Selecting & Filtering
Loading a file gives you the whole table. Real work almost never wants the whole table — it wants these columns and the rows where something is true. This phase is about carving out exactly that slice.
Here is the mental model to carry through everything below. Picture your sales DataFrame as a spreadsheet:
| date | product | region | units | price | |
|---|---|---|---|---|---|
| 0 | 2026-01-03 | Widget | West | 120 | 9.99 |
| 1 | 2026-01-03 | Gadget | East | 45 | 19.99 |
| 2 | 2026-01-04 | Widget | North | 80 | 9.99 |
| 3 | 2026-01-04 | Gizmo | West | 200 | 4.50 |
| 4 | 2026-01-05 | Gadget | West | 60 | 19.99 |
Two questions answer almost everything you'll ever do:
- Which columns? Grab them by name.
- Which rows? Build a mask — a column of True/False — and keep the True ones.
Selecting columns is the easy half. The row half — boolean masks — is the real engine of pandas, and the thing worth getting fluent in. Let's take them in order.
Selecting columns
To pull one column, index the DataFrame with its name:
0 9.99
1 19.99
2 9.99
3 4.50
4 19.99
Name: price, dtype: float64
What just happened: df["price"] handed back a single column — and a single column is a Series, the 1-D pandas object from phase 1. Notice the output: it has the index on the left, the values on the right, and a Name/dtype footer. That's a Series, not a table.
To pull several columns, pass a list of names:
product price
0 Widget 9.99
1 Gadget 19.99
2 Widget 9.99
3 Gizmo 4.50
4 Gadget 19.99
What just happened: the inner [...] is a Python list of column names, and asking for a list of columns gives you back a DataFrame — a 2-D table, with column headers across the top.
⚠️ This is the single most common beginner trip-up: single brackets vs double brackets.

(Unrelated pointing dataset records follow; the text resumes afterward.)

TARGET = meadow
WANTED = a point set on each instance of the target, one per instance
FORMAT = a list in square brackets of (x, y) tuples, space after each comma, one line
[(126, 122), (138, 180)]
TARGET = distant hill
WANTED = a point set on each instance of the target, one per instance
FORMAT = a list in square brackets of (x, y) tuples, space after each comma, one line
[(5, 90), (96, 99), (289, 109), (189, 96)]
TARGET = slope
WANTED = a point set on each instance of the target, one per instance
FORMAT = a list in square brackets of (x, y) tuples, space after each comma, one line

df["price"](one name) is a Series;df[["price"]](a list with one name) is a one-column DataFrame. Same data, different type — and the type changes what methods work and what your downstream code expects. When something later complains that a Series has no such method, or a DataFrame showed up where you wanted a column, check your brackets first.
loc vs iloc
Selecting whole columns is fine, but often you want a specific cell or a rectangular block — particular rows and particular columns. pandas gives you two indexers for that, and the difference between them is the thing everyone has to internalize once and never forgets again.
📝
locselects by LABEL — the actual index values and column names.ilocselects by POSITION — integer offsets, counting from 0, exactly like list slicing. Label vs position. That's the whole distinction.

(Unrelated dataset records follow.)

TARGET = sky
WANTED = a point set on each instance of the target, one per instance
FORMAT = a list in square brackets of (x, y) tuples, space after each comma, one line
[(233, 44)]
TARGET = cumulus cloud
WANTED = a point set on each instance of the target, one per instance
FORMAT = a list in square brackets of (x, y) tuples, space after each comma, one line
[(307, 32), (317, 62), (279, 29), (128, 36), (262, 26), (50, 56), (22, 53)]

Here's loc, working by name:
# row labelled 0, column named "price"
9.99
# all rows, just these two columns
product units
0 Widget 120
1 Gadget 45
2 Widget 80
3 Gizmo 200
4 Gadget 60
What just happened: loc reads the labels you give it. 0 is the row's index label, "price" is the column's name. The : means "every row," and the list picks columns by name. Because our index happens to be 0,1,2,… the row label 0 looks like a position — but it isn't. If the index were dates or product codes, you'd pass those to loc.
Now iloc, working by position:
# first row, fourth column (0-based) -> units
120
# first five rows, like list slicing
date product region units price
0 2026-01-03 Widget West 120 9.99
1 2026-01-03 Gadget East 45 19.99
2 2026-01-04 Widget North 80 9.99
3 2026-01-04 Gizmo West 200 4.50
4 2026-01-05 Gadget West 60 19.99
What just happened: iloc ignores names entirely and counts. [0, 3] is "row index 0, column index 3" — and since columns go date(0), product(1), region(2), units(3), that cell is 120. df.iloc[:5] slices the first five rows by position, and just like Python slices, the end is exclusive.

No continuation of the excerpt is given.